Additionally, be available. If a potential donor contacts your organization to request information, get back to him or her within 24 hours. A phone call is optimal, as additional questions often come up that can be best answered through a conversation. In today’s online world, a call also adds a personal touch that can separate your nonprofit apart from other organizations the donor may be considering.
Donor Problem: “I never hear from you except when you want me to give.”
Solution: Give as much as you receive.
While nonprofits obviously cannot literally give back to donors in a monetary way, they can certainly keep them apprised of how their donations are serving their communities. For example, start a newsletter that regularly communicates with your donor audience throughout the year to keep them emotionally connected to your organization. In this newsletter, include success stories, pictures of your work, past event reports, upcoming events, and volunteer opportunities. Map out a calendar with deadlines to help your organization make it a priority. I’d recommend sending a newsletter like this once per quarter, at a minimum.
Also, acknowledge that not all of your donors are online or enjoy email communications, particularly our elderly population. Direct mail is an excellent way to make sure you keep all donors informed on a consistent basis, and should be used in addition to online communications. I can attest to this as for one of the nonprofit organizations for which I have volunteered in many capacities, I know of a very large donor and volunteer who cannot stand email. This key donor very often refuses to read it and we therefore communicate with this individual almost entirely by phone and direct mail.

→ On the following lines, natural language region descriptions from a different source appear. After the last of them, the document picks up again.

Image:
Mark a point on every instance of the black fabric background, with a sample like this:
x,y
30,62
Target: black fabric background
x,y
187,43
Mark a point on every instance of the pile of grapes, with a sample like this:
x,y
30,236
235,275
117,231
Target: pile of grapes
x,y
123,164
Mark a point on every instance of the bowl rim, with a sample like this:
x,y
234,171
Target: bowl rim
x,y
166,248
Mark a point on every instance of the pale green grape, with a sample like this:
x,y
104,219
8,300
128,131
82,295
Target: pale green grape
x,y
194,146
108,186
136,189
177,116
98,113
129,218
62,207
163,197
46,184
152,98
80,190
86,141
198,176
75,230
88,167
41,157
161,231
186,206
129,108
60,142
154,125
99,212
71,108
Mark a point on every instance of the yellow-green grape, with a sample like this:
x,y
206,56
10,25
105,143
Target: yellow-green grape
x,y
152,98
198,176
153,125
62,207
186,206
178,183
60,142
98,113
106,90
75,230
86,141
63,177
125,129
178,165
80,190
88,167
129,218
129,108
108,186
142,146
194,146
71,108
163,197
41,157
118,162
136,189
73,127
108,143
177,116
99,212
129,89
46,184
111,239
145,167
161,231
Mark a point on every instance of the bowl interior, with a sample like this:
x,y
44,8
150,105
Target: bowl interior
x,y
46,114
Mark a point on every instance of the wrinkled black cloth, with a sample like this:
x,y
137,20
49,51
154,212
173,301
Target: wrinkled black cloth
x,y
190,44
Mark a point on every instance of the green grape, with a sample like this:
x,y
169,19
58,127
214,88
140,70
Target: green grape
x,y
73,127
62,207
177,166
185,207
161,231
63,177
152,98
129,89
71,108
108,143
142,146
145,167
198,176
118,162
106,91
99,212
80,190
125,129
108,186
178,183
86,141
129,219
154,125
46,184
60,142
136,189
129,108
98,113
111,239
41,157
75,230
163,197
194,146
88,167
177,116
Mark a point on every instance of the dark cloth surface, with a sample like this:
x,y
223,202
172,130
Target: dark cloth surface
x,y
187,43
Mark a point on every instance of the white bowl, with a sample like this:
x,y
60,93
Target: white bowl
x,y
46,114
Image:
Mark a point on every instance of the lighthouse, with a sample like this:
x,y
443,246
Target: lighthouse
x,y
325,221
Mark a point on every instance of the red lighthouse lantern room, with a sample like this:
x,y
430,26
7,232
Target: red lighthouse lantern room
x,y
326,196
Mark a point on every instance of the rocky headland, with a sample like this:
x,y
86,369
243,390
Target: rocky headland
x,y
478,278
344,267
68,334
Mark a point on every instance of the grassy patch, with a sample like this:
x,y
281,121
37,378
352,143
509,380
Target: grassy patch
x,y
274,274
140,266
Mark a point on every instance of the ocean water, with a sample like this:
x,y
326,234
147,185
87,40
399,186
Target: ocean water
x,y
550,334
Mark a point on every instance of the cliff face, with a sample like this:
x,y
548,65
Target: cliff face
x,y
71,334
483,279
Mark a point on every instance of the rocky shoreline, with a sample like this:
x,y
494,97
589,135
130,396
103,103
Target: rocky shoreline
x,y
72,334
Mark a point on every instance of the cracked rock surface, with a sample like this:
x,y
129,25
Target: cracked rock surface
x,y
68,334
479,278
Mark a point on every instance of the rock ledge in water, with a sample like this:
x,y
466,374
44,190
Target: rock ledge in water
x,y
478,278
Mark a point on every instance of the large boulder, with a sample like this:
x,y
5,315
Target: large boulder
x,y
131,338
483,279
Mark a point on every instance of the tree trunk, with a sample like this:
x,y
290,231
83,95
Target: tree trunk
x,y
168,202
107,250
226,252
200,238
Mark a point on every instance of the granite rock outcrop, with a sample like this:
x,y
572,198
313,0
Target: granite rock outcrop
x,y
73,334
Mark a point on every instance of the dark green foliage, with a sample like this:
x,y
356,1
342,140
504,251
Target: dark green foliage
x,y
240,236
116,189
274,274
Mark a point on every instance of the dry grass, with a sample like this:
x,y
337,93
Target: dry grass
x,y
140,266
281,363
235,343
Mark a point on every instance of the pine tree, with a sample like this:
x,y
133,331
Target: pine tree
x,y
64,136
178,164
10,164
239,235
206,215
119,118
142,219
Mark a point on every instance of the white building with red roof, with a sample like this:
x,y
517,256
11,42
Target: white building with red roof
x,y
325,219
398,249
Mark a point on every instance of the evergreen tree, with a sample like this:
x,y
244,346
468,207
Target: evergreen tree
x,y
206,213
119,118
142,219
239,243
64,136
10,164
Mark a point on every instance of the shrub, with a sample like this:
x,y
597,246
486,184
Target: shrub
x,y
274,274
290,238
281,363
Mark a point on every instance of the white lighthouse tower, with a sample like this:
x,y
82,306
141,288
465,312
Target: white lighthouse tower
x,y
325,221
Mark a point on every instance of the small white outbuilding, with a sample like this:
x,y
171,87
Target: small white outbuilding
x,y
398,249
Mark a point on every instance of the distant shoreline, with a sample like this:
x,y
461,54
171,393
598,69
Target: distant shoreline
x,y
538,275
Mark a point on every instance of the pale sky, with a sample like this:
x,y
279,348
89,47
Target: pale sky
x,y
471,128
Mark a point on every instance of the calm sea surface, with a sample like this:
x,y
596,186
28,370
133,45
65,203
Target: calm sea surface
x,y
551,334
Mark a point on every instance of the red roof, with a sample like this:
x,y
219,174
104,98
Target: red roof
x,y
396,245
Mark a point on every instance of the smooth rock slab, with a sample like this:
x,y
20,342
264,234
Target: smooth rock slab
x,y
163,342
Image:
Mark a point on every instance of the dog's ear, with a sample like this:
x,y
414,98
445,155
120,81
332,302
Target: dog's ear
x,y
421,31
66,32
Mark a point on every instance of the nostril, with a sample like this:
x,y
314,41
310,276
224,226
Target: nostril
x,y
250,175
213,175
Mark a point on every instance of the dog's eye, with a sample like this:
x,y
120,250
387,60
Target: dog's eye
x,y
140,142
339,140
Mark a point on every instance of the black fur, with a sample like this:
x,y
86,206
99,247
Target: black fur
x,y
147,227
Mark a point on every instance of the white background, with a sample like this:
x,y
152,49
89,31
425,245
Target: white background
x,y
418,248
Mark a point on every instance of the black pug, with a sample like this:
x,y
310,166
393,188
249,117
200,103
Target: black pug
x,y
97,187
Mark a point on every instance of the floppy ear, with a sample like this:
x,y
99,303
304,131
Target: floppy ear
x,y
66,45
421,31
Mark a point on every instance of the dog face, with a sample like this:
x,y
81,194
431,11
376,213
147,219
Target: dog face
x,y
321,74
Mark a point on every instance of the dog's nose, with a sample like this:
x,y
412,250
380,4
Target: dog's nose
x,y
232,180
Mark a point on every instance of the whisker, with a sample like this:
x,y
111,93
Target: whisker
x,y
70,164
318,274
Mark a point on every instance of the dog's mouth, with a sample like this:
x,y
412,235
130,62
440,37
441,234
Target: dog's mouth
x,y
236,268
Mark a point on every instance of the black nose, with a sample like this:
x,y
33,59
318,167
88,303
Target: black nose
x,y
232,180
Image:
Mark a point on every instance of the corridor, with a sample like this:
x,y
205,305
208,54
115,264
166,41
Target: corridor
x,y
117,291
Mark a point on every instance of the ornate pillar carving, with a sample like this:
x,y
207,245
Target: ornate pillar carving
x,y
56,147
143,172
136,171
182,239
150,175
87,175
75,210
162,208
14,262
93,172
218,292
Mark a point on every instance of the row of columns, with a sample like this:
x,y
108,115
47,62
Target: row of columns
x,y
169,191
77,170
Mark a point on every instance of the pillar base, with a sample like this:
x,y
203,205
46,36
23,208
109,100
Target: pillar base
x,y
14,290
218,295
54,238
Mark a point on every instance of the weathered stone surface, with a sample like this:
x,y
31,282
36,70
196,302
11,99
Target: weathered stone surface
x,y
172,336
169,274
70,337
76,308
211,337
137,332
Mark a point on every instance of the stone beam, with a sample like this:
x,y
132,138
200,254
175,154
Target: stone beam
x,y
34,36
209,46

In this era of economic recovery, donors are carefully choosing where to give their money. When they know their donations of are being utilized wisely and for a cause they believe in, they are more likely to continue giving.
Donor Problem: “It’s impossible for me to get involved beyond giving money.”
Solution: Smart segmentation.
Nonprofits likely have their contact databases segmented by contact type, with two separate segments being donors and volunteers. This makes sense on the surface as it is sometimes assumed that donors donate because they have no time or interest in volunteering, and volunteers do so because they have time and are lacking funds to donate. This is not the case, however, and separating the two audiences and communicating with donors about donations and volunteers about volunteering is likely stifling your organization’s donation potential.
A third database segment is needed – volunteers AND donors. The 2012 Bank of America Study of High Net Worth Philanthropy noted that 89% of wealthy individuals volunteered their time to nonprofits in 2011. This means that yes, your donors DO want to volunteer! They just need the information to help them get involved. When a nonprofit can further engage a donor as a volunteer, that donor becomes primed for giving additional donations. Through their volunteerism, they deepen their commitment to the organization and begin to believe more in its mission and work.
By investing time and/or funds in proactive marketing and PR efforts, nonprofits will very likely discover how increasing donor communication translates into an increased volunteer base, increased donor retention, larger donation amounts, and increased donation frequency.